You see now one kind of sale, which I am aware appears very important to you; but pray give your attention to what follows, and you will see that this is only a kind of step and road to other measures. “Whatever lands, whatever places, whatever buildings.” What is there besides? There is much property in slaves, in cattle, in bullion, in money, in ivory, in robes, in furniture, in all sorts of other things. What shall that say? Did he think it would cause unpopularity to name all these things? He was not afraid of unpopularity. What then was his motive? He thought the catalogue a long one, and he was afraid of passing over anything; so he wrote in addition, “or anything else;” by which brief formula you see that nothing can be omitted. Whatever, therefore, there is out of Italy, that has been made the property of the Roman people by Lucius Sulla and Quintus Pompeius in their consulships, or afterwards, that he orders the decemvirs to sell.

By this clause, I say, O Romans, that all nations, and people, and provinces, and kingdoms, are given up and handed over to the dominion, and judgment, and power of the decemvirs. This is the first thing; for I ask what place there is anywhere in the world which the decemvirs may not be able to say has been made the property of the Roman people? For, when the same person who has made the assertion is also to judge of the truth of it, what is there which he may not say, when he is also the person to decide in the question? It will be very convenient to say, that Pergamus, and Smyrna, and Tralles, and Ephesus, and Miletus, and Cyzicus, and, in short, all Asia, which has been recovered since the consulship of Lucius Sulla and Quintus Pompeius, has become the property of the Roman people.
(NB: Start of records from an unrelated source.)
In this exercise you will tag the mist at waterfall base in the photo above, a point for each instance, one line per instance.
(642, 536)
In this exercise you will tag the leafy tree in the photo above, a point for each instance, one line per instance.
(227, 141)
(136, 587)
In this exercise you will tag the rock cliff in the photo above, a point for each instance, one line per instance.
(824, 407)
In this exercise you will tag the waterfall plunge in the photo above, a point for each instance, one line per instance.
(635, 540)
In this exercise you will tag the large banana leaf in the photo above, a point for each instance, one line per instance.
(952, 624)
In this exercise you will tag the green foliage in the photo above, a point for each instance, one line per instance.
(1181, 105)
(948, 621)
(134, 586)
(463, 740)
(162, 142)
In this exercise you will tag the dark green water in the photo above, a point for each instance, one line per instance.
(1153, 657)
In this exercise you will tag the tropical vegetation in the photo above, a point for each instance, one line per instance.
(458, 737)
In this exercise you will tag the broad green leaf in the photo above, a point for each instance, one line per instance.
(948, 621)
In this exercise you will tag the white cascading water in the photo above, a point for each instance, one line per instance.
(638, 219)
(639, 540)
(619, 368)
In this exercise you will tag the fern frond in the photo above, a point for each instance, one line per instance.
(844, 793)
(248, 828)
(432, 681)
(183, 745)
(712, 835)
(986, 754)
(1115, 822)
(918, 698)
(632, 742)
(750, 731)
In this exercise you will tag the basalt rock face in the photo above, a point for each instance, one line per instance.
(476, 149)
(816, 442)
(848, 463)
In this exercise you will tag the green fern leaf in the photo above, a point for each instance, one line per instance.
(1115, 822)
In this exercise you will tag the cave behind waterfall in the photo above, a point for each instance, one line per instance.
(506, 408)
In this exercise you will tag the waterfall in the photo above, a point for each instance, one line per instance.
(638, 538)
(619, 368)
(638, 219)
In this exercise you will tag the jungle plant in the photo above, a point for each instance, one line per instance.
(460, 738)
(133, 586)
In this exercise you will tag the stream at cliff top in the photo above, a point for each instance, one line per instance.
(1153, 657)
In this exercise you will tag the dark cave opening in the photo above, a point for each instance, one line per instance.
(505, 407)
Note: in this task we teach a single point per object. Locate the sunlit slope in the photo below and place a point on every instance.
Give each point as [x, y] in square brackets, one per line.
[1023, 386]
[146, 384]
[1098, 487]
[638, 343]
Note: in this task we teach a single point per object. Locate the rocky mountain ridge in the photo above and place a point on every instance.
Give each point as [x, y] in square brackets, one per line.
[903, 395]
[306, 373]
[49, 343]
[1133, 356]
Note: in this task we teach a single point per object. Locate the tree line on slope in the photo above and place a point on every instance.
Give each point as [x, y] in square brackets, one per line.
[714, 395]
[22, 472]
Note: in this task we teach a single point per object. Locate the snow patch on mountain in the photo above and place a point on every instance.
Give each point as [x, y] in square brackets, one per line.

Will language fail him in which to assert such a doctrine? or, when the same person makes the statement and judges of the truth of it, will it be impossible to induce him to give a false decision? or, if he is unwilling to pass sentence on Asia, will he not estimate at his own price its release from the dread of condemnation? What will he say—(and it is quite impossible for any one to argue against this, since it has been already settled and decided by you, and since we have already voted it to be our inheritance,)—what will he say to the kingdom of Bithynia? which has undoubtedly become the public property of the Roman people. Is there any reason why the decemvirs should not sell all the lands, and cities, and military stations and harbours, and in short all Bithynia? What will they do at Mitylene? which has undoubtedly become yours, O Romans, by the laws of war and by the rights of victory; a city both by nature and situation, and by the description of its houses, and by its general beauty, most eminently remarkable; and its lands are pleasant and productive. That city, forsooth, comes under the same head.